Saudi petrochemical giant faces challenges

A weakening global economy affected by trade disputes caused a drop in production and demand for plastics and chemicals.
Saturday 03/08/2019
A general view of the headquarters of Saudi Basic Industries Corporation in Riyadh. (AFP)
A general view of the headquarters of Saudi Basic Industries Corporation in Riyadh. (AFP)

Petrochemical giant Saudi Basic Industries Corporation is feeling the financial pain from slowing global economic demand, recording its lowest quarterly profit in a decade while putting the brakes on a joint venture deal with a European speciality chemicals firm.

The developments come amid state oil and gas firm Saudi Aramco’s purchase of a majority stake in Saudi Basic Industries Corporation (SABIC) — the world’s fourth-biggest petrochemical firm. SABIC and Saudi Aramco may be facing a downturn in worldwide petrochemical demand and subsequent declining earnings could colour investor enthusiasm for the expected initial public offering of Saudi Aramco.
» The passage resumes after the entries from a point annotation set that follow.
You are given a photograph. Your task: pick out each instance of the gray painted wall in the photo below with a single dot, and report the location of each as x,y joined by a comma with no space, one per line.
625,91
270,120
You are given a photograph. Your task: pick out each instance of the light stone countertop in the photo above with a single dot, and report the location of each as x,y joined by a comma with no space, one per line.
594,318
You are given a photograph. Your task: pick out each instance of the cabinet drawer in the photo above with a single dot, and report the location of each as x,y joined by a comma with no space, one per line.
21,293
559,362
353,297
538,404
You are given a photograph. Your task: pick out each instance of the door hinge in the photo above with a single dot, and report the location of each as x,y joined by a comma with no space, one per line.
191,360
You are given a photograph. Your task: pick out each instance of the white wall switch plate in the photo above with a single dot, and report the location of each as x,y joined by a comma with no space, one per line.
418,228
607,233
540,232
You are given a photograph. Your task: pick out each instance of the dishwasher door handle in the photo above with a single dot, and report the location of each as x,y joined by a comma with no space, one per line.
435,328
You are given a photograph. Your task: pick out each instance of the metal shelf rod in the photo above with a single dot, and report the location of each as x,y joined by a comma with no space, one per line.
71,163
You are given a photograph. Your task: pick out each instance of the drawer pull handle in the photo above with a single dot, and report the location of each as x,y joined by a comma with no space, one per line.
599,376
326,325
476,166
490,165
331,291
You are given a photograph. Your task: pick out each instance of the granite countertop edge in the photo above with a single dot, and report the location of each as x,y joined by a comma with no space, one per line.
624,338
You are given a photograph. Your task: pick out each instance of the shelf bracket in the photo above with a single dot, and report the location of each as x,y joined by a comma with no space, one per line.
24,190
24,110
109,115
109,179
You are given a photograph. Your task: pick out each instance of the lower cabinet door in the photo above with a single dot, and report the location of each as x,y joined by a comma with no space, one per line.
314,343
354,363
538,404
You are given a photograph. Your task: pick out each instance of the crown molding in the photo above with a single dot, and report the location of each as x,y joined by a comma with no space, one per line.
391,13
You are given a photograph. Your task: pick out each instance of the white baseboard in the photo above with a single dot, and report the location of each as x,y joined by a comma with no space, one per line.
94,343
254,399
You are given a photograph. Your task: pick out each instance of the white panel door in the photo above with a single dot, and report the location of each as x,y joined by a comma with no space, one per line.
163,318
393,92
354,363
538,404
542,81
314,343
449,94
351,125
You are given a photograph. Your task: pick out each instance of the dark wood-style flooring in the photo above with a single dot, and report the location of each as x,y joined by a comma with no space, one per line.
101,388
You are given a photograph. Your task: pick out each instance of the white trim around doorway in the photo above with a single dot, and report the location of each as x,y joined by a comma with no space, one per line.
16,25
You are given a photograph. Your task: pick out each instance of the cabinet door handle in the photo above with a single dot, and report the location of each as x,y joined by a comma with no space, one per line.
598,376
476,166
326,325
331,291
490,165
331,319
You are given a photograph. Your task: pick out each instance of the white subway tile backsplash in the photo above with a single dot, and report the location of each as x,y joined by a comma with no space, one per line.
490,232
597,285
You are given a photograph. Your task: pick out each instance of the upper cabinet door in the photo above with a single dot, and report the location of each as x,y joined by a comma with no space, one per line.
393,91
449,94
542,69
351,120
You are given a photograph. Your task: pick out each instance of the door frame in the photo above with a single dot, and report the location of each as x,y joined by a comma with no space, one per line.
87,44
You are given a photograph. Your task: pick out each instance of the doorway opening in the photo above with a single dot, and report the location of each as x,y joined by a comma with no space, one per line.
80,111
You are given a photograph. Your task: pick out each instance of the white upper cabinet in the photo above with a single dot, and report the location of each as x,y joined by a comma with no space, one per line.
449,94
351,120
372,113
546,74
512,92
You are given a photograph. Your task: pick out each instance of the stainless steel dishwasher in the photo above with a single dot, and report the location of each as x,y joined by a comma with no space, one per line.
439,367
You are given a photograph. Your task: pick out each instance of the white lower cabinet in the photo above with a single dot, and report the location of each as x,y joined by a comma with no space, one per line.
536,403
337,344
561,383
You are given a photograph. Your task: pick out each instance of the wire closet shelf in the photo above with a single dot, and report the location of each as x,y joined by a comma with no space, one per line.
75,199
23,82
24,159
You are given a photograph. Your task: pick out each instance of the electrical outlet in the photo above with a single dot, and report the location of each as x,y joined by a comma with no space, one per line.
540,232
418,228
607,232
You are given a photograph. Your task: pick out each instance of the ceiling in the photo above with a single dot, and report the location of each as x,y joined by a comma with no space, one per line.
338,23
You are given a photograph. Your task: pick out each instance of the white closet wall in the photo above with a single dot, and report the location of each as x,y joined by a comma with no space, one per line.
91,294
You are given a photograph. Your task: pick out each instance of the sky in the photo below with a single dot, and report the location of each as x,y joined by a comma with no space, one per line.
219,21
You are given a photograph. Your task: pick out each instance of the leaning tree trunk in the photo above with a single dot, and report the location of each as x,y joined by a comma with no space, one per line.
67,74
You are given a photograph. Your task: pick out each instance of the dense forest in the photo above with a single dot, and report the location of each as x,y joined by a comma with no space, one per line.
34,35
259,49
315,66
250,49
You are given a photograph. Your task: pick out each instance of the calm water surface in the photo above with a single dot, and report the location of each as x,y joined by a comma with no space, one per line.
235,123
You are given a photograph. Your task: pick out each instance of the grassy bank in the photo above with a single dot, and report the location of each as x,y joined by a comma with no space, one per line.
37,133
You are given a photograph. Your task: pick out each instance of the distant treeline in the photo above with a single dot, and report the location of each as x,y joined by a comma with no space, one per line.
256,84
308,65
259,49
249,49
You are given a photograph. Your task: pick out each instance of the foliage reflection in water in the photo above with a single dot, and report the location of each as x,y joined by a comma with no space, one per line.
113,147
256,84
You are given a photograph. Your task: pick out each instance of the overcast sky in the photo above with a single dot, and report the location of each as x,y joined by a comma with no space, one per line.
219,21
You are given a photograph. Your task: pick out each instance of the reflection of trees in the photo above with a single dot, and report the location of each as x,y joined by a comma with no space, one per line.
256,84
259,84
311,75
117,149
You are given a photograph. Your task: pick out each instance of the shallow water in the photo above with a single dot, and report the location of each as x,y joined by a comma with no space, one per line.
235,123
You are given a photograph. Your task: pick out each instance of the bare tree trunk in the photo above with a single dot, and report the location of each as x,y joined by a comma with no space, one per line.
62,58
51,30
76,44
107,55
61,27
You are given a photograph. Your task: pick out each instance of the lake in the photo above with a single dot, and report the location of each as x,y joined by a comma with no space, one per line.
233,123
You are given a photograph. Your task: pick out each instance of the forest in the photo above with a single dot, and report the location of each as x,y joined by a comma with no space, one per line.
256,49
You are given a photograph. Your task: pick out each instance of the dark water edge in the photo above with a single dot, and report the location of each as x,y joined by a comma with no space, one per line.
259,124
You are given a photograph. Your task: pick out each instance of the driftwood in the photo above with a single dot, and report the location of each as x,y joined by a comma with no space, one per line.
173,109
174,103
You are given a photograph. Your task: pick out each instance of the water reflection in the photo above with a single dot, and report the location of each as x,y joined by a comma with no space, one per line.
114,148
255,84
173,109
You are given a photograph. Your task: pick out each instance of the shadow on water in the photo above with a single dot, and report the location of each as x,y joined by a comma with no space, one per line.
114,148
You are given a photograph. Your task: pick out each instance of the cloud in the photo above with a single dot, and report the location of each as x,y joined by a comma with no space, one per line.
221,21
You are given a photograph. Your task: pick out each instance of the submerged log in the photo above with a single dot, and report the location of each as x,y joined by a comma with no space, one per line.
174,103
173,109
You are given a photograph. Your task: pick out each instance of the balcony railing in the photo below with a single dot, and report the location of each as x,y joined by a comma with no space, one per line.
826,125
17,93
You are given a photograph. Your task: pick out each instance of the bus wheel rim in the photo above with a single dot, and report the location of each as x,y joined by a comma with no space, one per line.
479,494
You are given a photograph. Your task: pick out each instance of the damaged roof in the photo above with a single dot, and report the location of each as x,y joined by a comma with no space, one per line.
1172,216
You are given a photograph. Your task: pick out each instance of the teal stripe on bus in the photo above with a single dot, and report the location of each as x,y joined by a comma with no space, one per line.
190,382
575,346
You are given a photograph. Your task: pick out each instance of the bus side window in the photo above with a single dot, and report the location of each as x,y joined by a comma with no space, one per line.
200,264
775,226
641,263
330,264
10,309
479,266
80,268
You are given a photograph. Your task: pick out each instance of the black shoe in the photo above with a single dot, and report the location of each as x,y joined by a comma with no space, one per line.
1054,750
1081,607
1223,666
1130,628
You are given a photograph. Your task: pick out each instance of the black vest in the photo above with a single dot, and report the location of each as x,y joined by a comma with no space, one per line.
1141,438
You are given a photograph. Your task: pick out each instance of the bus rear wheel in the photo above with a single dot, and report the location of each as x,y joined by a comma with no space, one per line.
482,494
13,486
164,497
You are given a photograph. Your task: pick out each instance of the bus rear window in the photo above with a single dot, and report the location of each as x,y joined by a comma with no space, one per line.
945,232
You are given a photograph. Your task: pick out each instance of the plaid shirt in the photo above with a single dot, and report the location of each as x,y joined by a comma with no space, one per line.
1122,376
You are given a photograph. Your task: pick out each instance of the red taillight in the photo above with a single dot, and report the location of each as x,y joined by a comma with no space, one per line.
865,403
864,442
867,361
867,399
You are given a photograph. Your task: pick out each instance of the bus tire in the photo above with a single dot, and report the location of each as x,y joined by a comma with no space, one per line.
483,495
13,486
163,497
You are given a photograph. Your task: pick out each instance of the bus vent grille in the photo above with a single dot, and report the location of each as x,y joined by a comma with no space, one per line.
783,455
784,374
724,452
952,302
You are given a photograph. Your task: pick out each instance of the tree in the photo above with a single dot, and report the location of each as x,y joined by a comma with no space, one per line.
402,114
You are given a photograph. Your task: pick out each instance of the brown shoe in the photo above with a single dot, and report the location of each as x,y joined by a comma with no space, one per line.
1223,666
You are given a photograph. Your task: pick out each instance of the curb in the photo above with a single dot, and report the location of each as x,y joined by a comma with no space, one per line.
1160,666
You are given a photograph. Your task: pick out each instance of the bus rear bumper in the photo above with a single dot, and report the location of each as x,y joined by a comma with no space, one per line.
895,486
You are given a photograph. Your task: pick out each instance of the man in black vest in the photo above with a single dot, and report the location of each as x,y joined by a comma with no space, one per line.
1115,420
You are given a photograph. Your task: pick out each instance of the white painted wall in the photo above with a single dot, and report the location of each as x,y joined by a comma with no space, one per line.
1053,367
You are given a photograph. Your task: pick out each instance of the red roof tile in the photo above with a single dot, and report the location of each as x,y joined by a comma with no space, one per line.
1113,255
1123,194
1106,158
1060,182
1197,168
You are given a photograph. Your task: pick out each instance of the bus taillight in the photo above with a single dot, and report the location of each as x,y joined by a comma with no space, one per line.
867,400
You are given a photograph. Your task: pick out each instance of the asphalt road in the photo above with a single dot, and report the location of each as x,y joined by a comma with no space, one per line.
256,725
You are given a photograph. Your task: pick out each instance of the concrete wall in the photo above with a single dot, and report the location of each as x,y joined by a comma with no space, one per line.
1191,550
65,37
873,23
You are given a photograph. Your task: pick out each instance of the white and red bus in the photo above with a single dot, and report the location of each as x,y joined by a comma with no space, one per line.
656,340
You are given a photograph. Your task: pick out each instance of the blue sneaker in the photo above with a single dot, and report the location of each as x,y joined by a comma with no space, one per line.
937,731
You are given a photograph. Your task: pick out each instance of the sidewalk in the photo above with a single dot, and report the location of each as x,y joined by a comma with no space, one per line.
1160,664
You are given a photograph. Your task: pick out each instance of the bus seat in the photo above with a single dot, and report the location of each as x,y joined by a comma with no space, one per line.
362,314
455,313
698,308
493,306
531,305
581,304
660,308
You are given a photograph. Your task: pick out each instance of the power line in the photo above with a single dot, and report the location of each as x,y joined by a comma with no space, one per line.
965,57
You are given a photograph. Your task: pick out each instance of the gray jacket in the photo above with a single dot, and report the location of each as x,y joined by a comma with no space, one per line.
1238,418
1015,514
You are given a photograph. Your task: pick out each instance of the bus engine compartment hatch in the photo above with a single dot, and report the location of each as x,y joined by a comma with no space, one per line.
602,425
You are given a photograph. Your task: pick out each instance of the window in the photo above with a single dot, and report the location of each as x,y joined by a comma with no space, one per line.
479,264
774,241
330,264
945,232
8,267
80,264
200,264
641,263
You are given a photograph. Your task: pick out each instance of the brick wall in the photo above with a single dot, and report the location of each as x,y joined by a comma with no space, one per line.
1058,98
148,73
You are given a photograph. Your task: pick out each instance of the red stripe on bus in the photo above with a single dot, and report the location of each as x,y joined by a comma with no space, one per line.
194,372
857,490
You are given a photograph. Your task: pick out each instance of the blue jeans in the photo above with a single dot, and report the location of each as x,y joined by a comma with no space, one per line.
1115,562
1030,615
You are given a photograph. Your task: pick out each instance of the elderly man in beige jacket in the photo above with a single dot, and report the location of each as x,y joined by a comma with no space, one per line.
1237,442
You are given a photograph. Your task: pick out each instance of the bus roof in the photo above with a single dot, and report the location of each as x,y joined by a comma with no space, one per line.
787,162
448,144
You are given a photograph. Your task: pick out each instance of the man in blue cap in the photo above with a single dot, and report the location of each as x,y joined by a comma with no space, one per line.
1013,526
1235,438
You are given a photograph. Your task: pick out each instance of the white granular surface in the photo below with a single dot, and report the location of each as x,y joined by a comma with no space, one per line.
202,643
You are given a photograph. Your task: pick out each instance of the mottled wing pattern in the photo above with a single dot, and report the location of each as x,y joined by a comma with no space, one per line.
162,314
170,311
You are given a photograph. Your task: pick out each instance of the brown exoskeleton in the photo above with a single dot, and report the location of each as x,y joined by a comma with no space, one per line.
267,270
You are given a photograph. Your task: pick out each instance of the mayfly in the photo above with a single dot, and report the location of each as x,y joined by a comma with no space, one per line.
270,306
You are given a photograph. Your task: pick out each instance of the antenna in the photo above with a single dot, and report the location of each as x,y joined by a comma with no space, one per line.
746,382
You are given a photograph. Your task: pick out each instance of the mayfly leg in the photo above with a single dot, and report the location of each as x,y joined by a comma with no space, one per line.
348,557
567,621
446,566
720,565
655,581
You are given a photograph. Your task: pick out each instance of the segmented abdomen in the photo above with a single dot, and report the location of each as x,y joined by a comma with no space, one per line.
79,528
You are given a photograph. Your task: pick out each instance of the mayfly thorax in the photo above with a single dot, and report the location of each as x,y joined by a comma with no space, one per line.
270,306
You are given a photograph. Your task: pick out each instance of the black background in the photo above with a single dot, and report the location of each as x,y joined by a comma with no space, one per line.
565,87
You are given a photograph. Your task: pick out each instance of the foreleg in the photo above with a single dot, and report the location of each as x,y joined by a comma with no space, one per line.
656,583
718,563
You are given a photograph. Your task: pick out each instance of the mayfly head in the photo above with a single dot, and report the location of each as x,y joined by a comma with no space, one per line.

A weakening global economy affected by trade disputes has caused a drop in production and demand for plastics and chemicals.

Declining vehicle sales in Europe and China are particularly hitting the petrochemical industry hard because automobile manufacturers are dependent on plastics and chemicals in the production process. Rising prices for primary products needed in making petrochemicals have affected the bottom line for many petrochemical firms, which are also feeling the pinch of lower selling prices.

SABIC had been bracing for a tough year financially. Company CEO Yousef al-Benyan said in April after SABIC’s first-quarter results were released: “Our expectations are that 2019 will be better than what the market gives but it will not be as it was in 2018.”

SABIC’s first-quarter results were a sign of a potentially rocky year. The company posted a net profit for those three months of $909 million, a 38% drop from the same period a year earlier.

The company’s second-quarter earnings have proven even more disappointing, with SABIC’s quarterly profit drop the worst it has experienced since late 2009. In its end of June accounting, the Saudi firm reported net income for the second quarter of $565 million, a 68% fall from the same period in 2018. SABIC’s net profit for the first six months of this year was $1.46 billion, a 55% decline from the same period in 2018.

“The slowdown in global GDP growth coincides with a decline in petrochemical prices due to a significant increase in new supply capacity resulting in lower product prices and margins in key product lines,” Benyan said in a statement.

“Though lower petrochemical prices have negatively impacted SABIC’s second-quarter results, our operational performance remains robust.”

The Saudi state firm’s poor financial results coincided with news that talks on a $3.9 billion joint venture between SABIC and Swiss speciality chemicals firm Clariant had been suspended, a victim of the “current unfavourable market conditions,” SABIC said.

SABIC purchased a 24.99% stake in Clariant last September, making it Clariant’s largest strategic anchor shareholder. The two firms signed a memorandum of understanding to create a joint venture that would be a leading supplier of high-performance plastics by combining Clariant’s additives and masterbatch businesses with parts of SABIC’s speciality chemicals operation.

The joint venture partners were reportedly at odds regarding the values of their respective businesses. Clariant said the Swiss firm will sell its entire masterbatch business instead of including it in the joint venture with SABIC.

News of the suspension of joint venture discussions came a day after the sudden resignation of Clariant CEO Ernesto Occhiello, a former SABIC specialities executive vice-president who had only been leading Clariant for ten months.

In announcing its decision in March to purchase a 70% stake in SABIC for $69.1 billion, Saudi Aramco highlighted the fact that merging the two state firms’ petrochemical businesses would strengthen its downstream operations, making it a truly integrated company that would be more attractive to potential investors.

However, the petrochemical industry is facing some speedbumps, including muted economic growth — if not the potential for a global recession — and a cyclical industry downturn exacerbated by increasing public calls for bans on single-use plastic products and extra petrochemical plant capacity being available at a time of tepid demand.

Declining petrochemical earnings might be a drag on Saudi Aramco’s financial statements as the Saudi energy conglomerate readies for its limited shares sale, which government officials recently insisted would take place next year or early 2021.

SABIC, which is the kingdom’s largest publicly listed company, experienced price volatility in trading on the domestic stock exchange July 28, the day the Saudi petrochemical firm released its second-quarter earnings.

Opening at 109 riyals ($29.06) on the Tadawul, the SABIC share price dipped to 106.80 riyals before closing at 110.20 riyals. SABIC shares closed out the month of July at 107.40 riyals a share, down 7.20 riyals from July 1’s settled price.